Vielleicht wird die so fabrizierte Rede witzig klingen, aber bitte bedenkt dabei: einen Sinn für Humor hat ChatGPT nicht. Vielleicht wird die Rede sehr persönlich formuliert sein, doch lasst Euch nicht täuschen: einen Sinn für das, was uns Menschen zutiefst ausmacht, hat ChatGPT nicht. Vielleicht wird die Rede klug erscheinen, aber: ChatGPT kann nur so klug tun, weil sie auf das zurückgreift, was Menschen gedacht, ersonnen, geschrieben haben.
Und: Vielleicht wird der Algorithmus zum Schluss der Rede formulieren: „Glückwunsch zu Eurem Abitur und für Eure Zukunft alles Gute!“ Allerdings wird diese Formulierung nichts weiter sein als das Produkt einer Wahrscheinlichkeitsberechnung.
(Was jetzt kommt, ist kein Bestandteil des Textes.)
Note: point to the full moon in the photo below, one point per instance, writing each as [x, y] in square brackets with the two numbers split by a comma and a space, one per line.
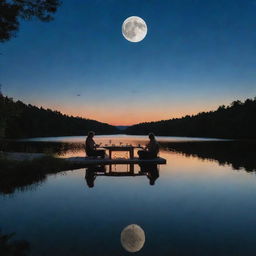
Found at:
[132, 238]
[134, 29]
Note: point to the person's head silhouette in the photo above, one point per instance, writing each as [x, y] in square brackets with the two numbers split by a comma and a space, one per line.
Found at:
[91, 134]
[151, 136]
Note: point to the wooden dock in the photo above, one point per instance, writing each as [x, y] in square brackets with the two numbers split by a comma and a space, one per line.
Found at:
[105, 161]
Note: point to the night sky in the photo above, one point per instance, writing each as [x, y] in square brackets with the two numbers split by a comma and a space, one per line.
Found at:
[196, 56]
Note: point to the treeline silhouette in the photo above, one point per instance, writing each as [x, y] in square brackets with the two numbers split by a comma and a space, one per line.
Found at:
[238, 120]
[19, 120]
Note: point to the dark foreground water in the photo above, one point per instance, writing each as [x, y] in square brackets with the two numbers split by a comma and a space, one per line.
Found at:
[202, 202]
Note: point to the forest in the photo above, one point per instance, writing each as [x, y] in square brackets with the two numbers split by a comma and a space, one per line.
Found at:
[237, 121]
[19, 120]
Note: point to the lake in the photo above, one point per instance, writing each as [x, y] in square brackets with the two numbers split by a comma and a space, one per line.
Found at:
[202, 202]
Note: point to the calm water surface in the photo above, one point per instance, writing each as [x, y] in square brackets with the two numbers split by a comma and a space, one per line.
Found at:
[202, 203]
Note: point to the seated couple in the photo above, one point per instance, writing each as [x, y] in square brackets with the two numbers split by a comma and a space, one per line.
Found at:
[149, 152]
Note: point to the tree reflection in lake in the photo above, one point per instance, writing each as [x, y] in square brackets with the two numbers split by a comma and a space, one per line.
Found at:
[239, 154]
[12, 248]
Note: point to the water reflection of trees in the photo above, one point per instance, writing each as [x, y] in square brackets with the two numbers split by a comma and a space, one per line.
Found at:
[9, 247]
[239, 154]
[59, 148]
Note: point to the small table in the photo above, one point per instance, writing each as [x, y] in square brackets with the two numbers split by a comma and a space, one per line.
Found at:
[130, 149]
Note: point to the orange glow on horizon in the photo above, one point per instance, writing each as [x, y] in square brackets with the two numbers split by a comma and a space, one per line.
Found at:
[126, 118]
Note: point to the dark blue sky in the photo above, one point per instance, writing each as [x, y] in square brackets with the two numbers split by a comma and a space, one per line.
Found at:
[197, 55]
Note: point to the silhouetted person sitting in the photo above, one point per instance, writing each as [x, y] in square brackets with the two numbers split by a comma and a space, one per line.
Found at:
[152, 149]
[90, 147]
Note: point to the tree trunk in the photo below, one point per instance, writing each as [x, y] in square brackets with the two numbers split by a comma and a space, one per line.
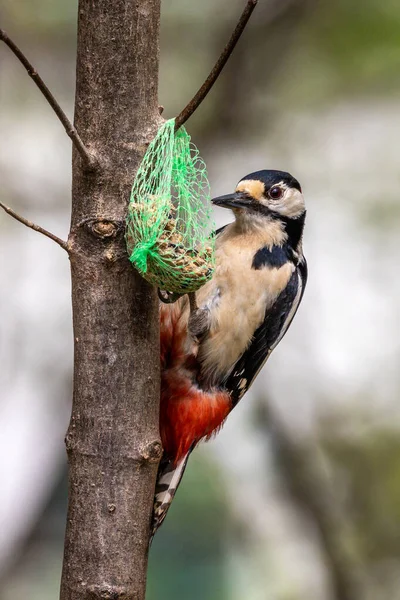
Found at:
[113, 441]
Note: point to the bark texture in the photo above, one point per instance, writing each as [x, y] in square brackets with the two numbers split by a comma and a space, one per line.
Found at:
[113, 441]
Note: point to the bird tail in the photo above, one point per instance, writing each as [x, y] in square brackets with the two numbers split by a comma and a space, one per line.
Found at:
[168, 479]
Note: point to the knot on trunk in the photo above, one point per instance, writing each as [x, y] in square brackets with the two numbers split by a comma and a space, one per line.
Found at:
[108, 592]
[103, 228]
[152, 451]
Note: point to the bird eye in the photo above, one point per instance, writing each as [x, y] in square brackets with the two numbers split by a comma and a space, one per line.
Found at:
[275, 192]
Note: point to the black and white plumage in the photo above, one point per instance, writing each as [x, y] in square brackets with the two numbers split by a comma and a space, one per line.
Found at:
[211, 357]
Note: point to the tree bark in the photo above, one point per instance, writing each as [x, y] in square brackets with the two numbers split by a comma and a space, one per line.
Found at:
[113, 441]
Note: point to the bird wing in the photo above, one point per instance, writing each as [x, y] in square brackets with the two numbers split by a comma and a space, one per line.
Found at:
[268, 335]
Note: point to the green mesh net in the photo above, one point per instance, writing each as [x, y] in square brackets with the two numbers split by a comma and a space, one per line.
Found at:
[169, 227]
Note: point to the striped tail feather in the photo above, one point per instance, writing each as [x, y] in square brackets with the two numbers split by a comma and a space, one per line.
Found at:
[168, 480]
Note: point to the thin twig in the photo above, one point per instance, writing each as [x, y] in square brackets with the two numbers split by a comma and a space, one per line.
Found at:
[88, 158]
[35, 227]
[219, 65]
[192, 302]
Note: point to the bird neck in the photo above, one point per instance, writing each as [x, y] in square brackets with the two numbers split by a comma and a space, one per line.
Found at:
[270, 231]
[294, 230]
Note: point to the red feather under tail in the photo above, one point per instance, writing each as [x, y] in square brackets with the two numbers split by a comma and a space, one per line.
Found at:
[188, 414]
Die Wünsche, die ich Euch hier und jetzt mitgeben möchte, kommen jedoch von Herzen. Und sie kommen aus der Erinnerung an das, was wir in den vergangenen Jahren gemeinsam an dieser Schule erlebt haben und wie ich Euch erlebt habe: Meinen herzlichen Glückwunsch zu Eurem Abitur – ich freue mich, jedem und jeder das gleich bei der Zeugnisübergabe noch einmal persönlich sagen zu können.
Für alles, was jetzt vor Euch liegt, Euren eigenen Lebenstext also, wünsche ich Euch Glück und alles Gute!